La storia è incentrata sulle figure di Ral e Grad, rispettivamente un ragazzo e l'ombra che risiede in lui. Il primo, alla stregua di un novello Sigismondo (protagonista del dramma "La vita è sogno" ad opera di Pedro Calderóm de La Barca), vive da sempre in un luogo buio e isolato proprio per via del suo legame con la creatura. Le ombre sono infatti degli esseri demoniaci provenienti dal Noir, il regno delle tenebre, che non possedendo un proprio corpo instaurano con i loro ospiti un rapporto che può dare origine a tre tipi diversi di fusione tra le due parti.
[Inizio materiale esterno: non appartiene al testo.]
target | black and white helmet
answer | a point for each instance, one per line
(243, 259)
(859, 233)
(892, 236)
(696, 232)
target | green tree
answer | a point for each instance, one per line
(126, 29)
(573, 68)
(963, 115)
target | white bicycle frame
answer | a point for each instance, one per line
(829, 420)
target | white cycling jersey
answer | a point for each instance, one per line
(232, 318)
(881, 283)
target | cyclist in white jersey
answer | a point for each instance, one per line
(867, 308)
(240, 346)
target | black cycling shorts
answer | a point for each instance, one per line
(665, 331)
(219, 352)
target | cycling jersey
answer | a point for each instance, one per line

Esiste poi uno stadio superiore, il Friend, che consente agli ospiti di ricevere il sangue e i poteri dall'ombra che convive in loro. L'istruzione dell'infelice è affidata alla giovane Mio, la sola a cui sia permesso interagire con lui. La situazione cambia quando il castello di Lord Roy, padre del ragazzo, subisce un attacco da parte delle ombre di Opsquira, regina del Noir, le cui brame espansionistiche si estendono fino al domino su entrambi i mondi; liberato dalla sua prigione sulla parola di Mio, Ral viene convinto da quest'ultima a schierarsi al fianco degli umani, gli stessi che non avevano esitato, anni prima, a bollarlo come mostro. Ha così inizio la sua missione che, come shonen vuole, sarà costellata di Incontri Interessanti™ ed Epiche Battaglie™ fino allo Scontro Decisivo™ con la perfida Opsquira. Riuscirà il nostro eroe (autoproclamatosi "Ral il Palpatore" a causa della sua passione per il seno femminile) a riportare la pace nel mondo della luce?
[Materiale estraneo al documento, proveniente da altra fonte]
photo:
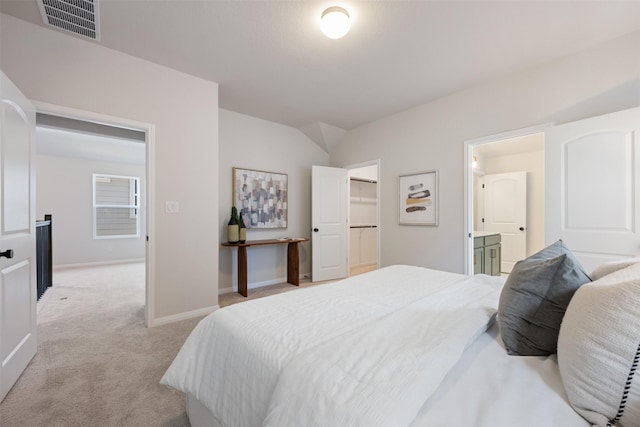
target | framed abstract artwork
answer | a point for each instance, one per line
(419, 199)
(261, 198)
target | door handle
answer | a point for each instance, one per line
(7, 254)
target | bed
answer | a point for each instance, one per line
(399, 346)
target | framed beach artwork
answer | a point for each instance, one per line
(419, 199)
(261, 198)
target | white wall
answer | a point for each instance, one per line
(64, 189)
(533, 164)
(251, 143)
(431, 136)
(54, 68)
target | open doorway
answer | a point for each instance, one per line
(92, 178)
(363, 218)
(505, 200)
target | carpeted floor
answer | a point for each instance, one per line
(97, 364)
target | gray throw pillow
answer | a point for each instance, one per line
(535, 298)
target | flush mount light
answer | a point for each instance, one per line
(335, 22)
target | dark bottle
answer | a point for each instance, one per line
(242, 229)
(232, 227)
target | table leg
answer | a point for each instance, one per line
(242, 270)
(293, 264)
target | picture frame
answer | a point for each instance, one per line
(418, 199)
(261, 197)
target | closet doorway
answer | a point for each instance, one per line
(364, 235)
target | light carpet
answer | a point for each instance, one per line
(97, 364)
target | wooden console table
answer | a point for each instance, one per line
(293, 260)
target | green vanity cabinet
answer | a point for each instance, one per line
(486, 253)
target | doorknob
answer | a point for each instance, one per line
(7, 254)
Ora, di carne al fuoco per uscirsene con un buon prodotto ci sarebbe, anche tenuto conto del fatto che il manga consta di 4 volumi soltanto. Il problema è la mancanza di equilibrio tra lo sviluppo di ciascuna tematica: tra fiumi di fan service e battaglie preconfezionate, infatti, i pochi spunti interessanti fanno non poca fatica ad emergere, e dire sarebbe bastato sfrondare da qualche altra parte per far sì che avessero lo spazio che meritavano. Il tanto atteso scontro con Opsquira, poi, viene liquidato talmente in fretta che il lettore non ha neppure il tempo di assimilarlo. L'introspezione psicologica dei personaggi risulta alquanto nebulosa: una vera e propria fiera della vacuità che ha, ovviamente, Ral come attrattiva principale, caratterizzato in maniera farraginosa e altalenante alla faccia della presunta maturità che dovrebbe acquisire in corso d'opera. Dopo di lui i personaggi più deludenti sono sicuramente Gannette, che spicca più per il suo abbigliamento che non per le doti di spadaccino o la potenza della sua ombra, e Opsquira, che di fatto non è caratterizzata per niente.

Per concludere, definirei "Blue Dragon" più come un esercizio di stile che come un manga vero e proprio; nulla da eccepire sui risultati raggiunti da Obata, peccato non si possa dire lo stesso di Takano che con la sua sceneggiatura non coinvolge, non stupisce e non lascia assolutamente il segno.